И в эту минуту глубокой осенней ночи, бушующей в беспробудной Москве, сотрясающей деревья бульваров, уже дочерна ограбленных северным ветром, с визгом и скрежетом, мотающим в провалах улиц редкие фонари, в эту минуту, когда под верховыми ударами черные стекла металлически гудели, стонали, сопротивляясь напору из последней силы, Дроздов вспомнил мучивший его под завывание непогоды кошмарный сон, увидел темную штору, покачивающуюся на сквозняках над дверью балкона (покачивались только ее железоокруглые складки), отчего Валерии, должно быть, стало как-то жутко, и неожиданно пришла поразившая его мысль: за этими, похоже, железными складками все кончалось и все начиналось, но начиналось то, что потягивающим ознобом боли посасывало в душе.
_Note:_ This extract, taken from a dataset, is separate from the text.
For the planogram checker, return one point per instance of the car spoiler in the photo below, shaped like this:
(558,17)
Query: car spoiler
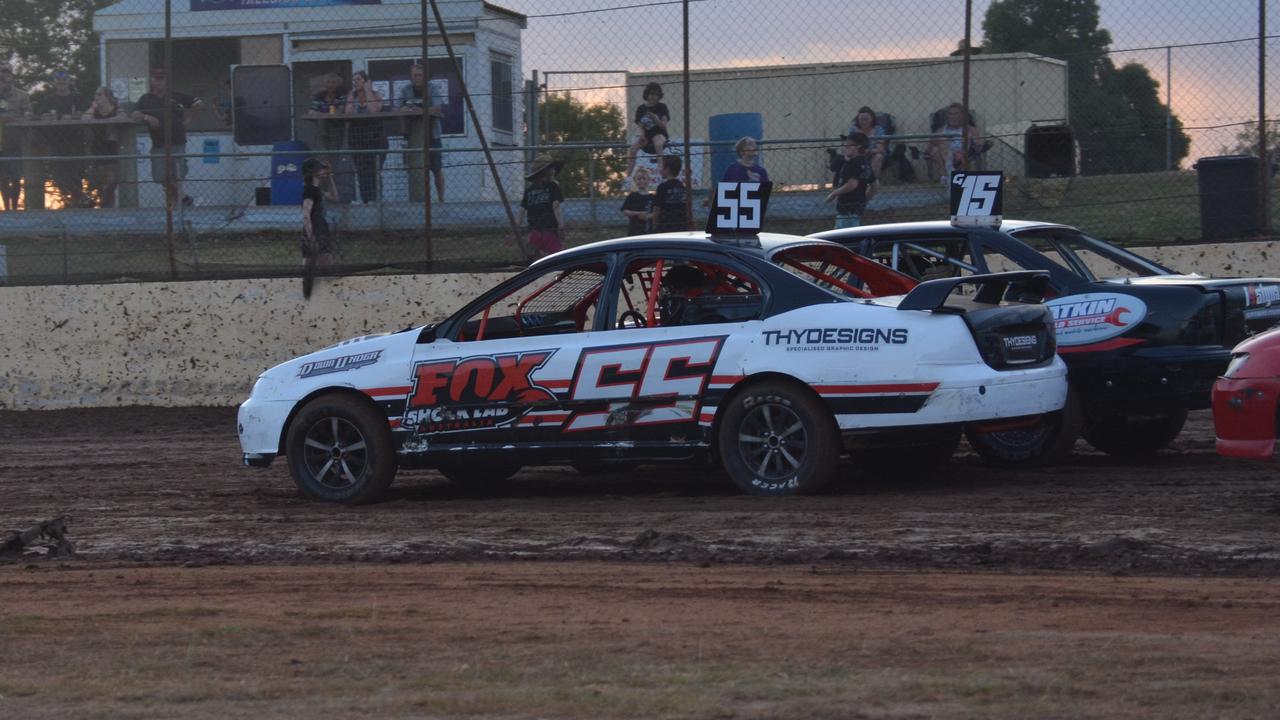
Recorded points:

– Под Красноярском осенью, – зачем-то сказал он, – бывали такие дикие ветры, что стряхивало белок с елей, а сорванные птичьи гнезда, как шапки, лежали под деревьями. Я был тогда молодым инженеришкой, ходил по берегу Енисея и в непонятном восторге орал во все горло: «Ветер, ветер, ты могуч!..» Был, конечно, отчаянным балбесом и примерным оптимистом. А почему ты подумала о тихой революции? Ветер – искушение революции и мы? Мне ясно одно, что тихие и громкие революции в душе не кончаются раем. Я не хочу в рай, Валери. Я хочу, чтобы ты просто лежала со мной и я видел тебя…

– А если действительно это ветер из ада? – повторила она тихонько. – Как дьявольское наказание нас обоих… Но знаешь – теперь не боюсь. – Она смешливо наморщила переносицу. – Пусть греху учит дьявол. Скажи, кто ты – дьявол или ангел?

– Разве это имеет значение, – сказал он, обнимая ее. – Никакого.

– Все, все имеет значение. Даже то, как ты обнимаешь меня. Нет высшей справедливости в мире, когда любят. Я это знаю. Но у тебя ко мне другое…

– Милая ты моя Валери. Разве мы знаем, что это, «другое»? И что – «не другое»!